Net effect: ~1,763 fewer tokens injected on every MCP request, partially offset by ~448
tokens added for the new Iron Law. Net saving across a typical session is significant since
server_instructions.md is injected on every tool call.
workspace(action: activate) safety — Iron Law #4
A new Iron Law was added to server_instructions.md:
ALWAYS RESTORE THE ACTIVE PROJECT. After
workspace(action: activate)to a different project, you MUSTworkspace(action: activate)back to the original before finishing your task. The MCP server is shared state — forgetting to return silently breaks all subsequent tool calls for the parent conversation.
Cross-project navigation patterns
The supported cross-project navigation patterns, by need:
| Need | Pattern |
|---|---|
| Quick lookup / one-off cross-project call | Pass workspace: "<absolute path>" on the tool call — pins that one call, no state change, no risk |
| Sustained exploration (single agent) | workspace(action: activate, path: "<other>") → work → workspace(action: activate) back |
| Concurrent subagents on different workspaces | Each subagent passes workspace: "<absolute path>" per call (see below) — do not rely on activate |
Subagents are especially risky — they share the MCP server instance with their parent
conversation. A subagent that calls workspace(action: activate) and exits without restoring leaves the
parent’s subsequent tool calls operating against the wrong project root, with no error.
Concurrent subagents — per-request workspace pinning
Iron Law #4 (restore the active project) is enough for sequential cross-project work by a
single agent. It is not enough when parallel subagents share one server and operate on
different workspaces. The active project is process-global, so two subagents that
workspace(action: activate) different paths race — last writer wins, and the loser silently
reads or writes the wrong workspace. “Restore when done” cannot help: the corruption happens
mid-flight, in the window between the two activations.
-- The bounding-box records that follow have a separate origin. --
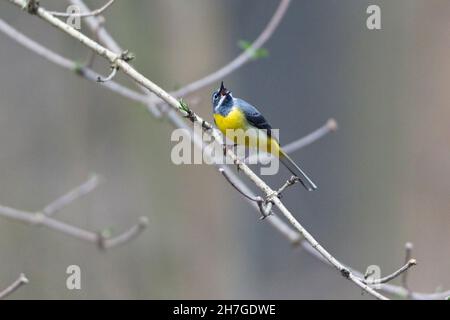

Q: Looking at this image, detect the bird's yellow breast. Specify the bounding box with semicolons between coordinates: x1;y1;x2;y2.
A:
214;107;280;156
214;107;248;134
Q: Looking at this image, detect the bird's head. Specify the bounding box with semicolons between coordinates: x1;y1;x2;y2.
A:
211;81;233;109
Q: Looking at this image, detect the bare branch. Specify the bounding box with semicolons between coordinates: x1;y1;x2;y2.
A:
99;216;148;249
97;67;119;83
69;0;162;118
283;119;338;153
246;119;338;163
0;179;148;249
0;273;29;300
4;0;450;299
362;259;417;285
42;174;101;216
49;0;114;18
0;19;149;104
277;176;300;197
219;168;262;202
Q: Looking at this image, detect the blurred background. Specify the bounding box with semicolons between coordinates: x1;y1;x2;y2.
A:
0;0;450;299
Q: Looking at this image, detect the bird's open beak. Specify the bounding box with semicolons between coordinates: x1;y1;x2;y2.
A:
219;81;230;96
217;95;227;107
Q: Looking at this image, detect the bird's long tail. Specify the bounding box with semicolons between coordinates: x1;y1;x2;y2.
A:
279;148;317;191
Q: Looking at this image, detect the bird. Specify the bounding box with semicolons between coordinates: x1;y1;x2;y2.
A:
211;81;317;191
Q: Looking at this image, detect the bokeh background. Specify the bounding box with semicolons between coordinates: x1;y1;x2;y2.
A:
0;0;450;299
The fix is to not activate at all in that case. Every pinnable tool accepts an optional
workspace parameter — an absolute path that pins that one call to the named workspace,
regardless of the shared active project:
symbols(name: "Foo", workspace: "/home/me/project-a")
run_command(command: "cargo test", workspace: "/home/me/project-b")
Concurrent pins never collide — each call resolves independently against its own workspace.
Single-workspace work omits the parameter and is unaffected. The unpinned
workspace(action: activate) path still emits a concurrent_activation_warning on a rapid
foreign switch, now pointing at this pin as the primary remedy (separate Claude Code windows
remain a clean fallback — separate processes, separate active-project slots).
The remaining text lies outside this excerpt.